In the summer of 2012, the heritage festival ‘Quartered in Gelderland’ travelled the province of Gelderland in the Netherlands. With 80 heritage institutions presenting 250 activities on the military past of the province and with 250,000 visitors, the festival was a great success. The Bandritzer 561 was the eye-catcher of ‘Quartered in Gelderland’ and functioned as a linking element, connecting locations, eras and activities.
This Bandritzer 561 is an enigmatic monster that has been designed and developed especially for ‘Quartered in Gelderland’ by Tinker Imagineers. Is it a tank? A digging machine? A military project left behind? A time machine? The machine turned up in front of museums and at locations where extraordinary festival events were held. Wherever the converted sea container with its fabulous stripes appeared, people would go and stand in line – even without knowing what for.

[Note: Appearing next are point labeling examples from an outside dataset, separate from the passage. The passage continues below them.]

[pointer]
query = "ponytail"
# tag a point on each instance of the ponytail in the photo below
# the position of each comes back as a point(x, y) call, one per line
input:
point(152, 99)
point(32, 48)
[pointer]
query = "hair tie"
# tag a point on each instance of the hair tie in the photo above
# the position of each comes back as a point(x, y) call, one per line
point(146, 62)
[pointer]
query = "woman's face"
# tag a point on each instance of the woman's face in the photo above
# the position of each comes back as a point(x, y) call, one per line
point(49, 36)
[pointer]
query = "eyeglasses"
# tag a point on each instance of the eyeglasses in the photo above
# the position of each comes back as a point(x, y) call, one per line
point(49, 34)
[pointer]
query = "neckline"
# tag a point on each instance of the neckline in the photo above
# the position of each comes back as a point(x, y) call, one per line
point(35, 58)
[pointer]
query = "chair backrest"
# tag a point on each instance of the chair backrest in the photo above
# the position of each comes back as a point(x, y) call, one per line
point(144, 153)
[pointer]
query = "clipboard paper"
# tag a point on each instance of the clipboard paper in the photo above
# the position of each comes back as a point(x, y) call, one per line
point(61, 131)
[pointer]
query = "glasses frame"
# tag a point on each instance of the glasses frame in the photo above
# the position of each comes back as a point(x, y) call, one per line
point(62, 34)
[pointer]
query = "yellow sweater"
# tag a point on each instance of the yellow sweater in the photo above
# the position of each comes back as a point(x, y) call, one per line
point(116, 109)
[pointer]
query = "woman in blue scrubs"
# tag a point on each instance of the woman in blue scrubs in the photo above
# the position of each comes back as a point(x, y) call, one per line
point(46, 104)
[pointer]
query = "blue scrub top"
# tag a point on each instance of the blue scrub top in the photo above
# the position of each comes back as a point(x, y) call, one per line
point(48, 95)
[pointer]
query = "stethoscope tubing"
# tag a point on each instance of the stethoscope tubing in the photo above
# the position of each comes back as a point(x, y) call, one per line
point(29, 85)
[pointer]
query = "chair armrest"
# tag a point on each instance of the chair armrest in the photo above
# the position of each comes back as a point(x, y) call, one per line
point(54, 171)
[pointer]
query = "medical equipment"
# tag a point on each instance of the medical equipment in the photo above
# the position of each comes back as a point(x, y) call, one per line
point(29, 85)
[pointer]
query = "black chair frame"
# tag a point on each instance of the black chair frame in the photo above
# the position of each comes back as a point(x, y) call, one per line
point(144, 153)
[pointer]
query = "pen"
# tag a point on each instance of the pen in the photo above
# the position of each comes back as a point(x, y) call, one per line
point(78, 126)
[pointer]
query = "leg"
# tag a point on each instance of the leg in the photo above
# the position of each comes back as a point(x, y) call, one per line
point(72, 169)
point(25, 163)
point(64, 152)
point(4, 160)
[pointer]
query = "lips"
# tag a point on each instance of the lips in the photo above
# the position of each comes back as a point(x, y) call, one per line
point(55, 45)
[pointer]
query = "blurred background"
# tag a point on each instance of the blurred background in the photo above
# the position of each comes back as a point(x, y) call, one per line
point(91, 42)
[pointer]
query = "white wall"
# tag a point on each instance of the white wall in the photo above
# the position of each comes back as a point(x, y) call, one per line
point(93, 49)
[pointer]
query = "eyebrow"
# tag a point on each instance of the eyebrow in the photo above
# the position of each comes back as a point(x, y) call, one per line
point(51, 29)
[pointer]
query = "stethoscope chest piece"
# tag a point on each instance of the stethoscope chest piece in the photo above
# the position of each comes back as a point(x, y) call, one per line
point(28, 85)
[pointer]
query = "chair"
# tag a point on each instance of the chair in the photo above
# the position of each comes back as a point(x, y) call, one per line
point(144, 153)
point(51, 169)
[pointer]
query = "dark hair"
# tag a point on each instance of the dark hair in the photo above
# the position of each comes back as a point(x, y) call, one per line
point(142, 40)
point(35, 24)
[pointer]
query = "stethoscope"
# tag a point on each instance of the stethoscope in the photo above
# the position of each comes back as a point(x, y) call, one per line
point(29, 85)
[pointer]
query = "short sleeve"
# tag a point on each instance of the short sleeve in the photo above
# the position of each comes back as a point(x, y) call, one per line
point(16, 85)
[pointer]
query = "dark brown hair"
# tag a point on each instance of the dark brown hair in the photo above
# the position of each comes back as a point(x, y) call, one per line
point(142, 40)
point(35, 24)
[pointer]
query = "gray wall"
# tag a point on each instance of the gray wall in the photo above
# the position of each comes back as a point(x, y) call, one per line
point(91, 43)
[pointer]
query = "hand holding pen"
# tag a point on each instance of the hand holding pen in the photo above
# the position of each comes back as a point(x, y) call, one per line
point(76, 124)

Once inside the Bandritzer, they were in for an intriguing multi-media show, taking them on a trip along the most important military episodes from the history of Gelderland. Fragments of film created for the purpose took the viewers on a trip through twenty centuries of sieges, wars and billeting.
Every piece of film shown in the travelling theatre referred to an exhibition or event behind it, all presented in a thrilling clip of a few minutes. The visitors travelled through time and, in passing, got an inkling of what the festival had to offer.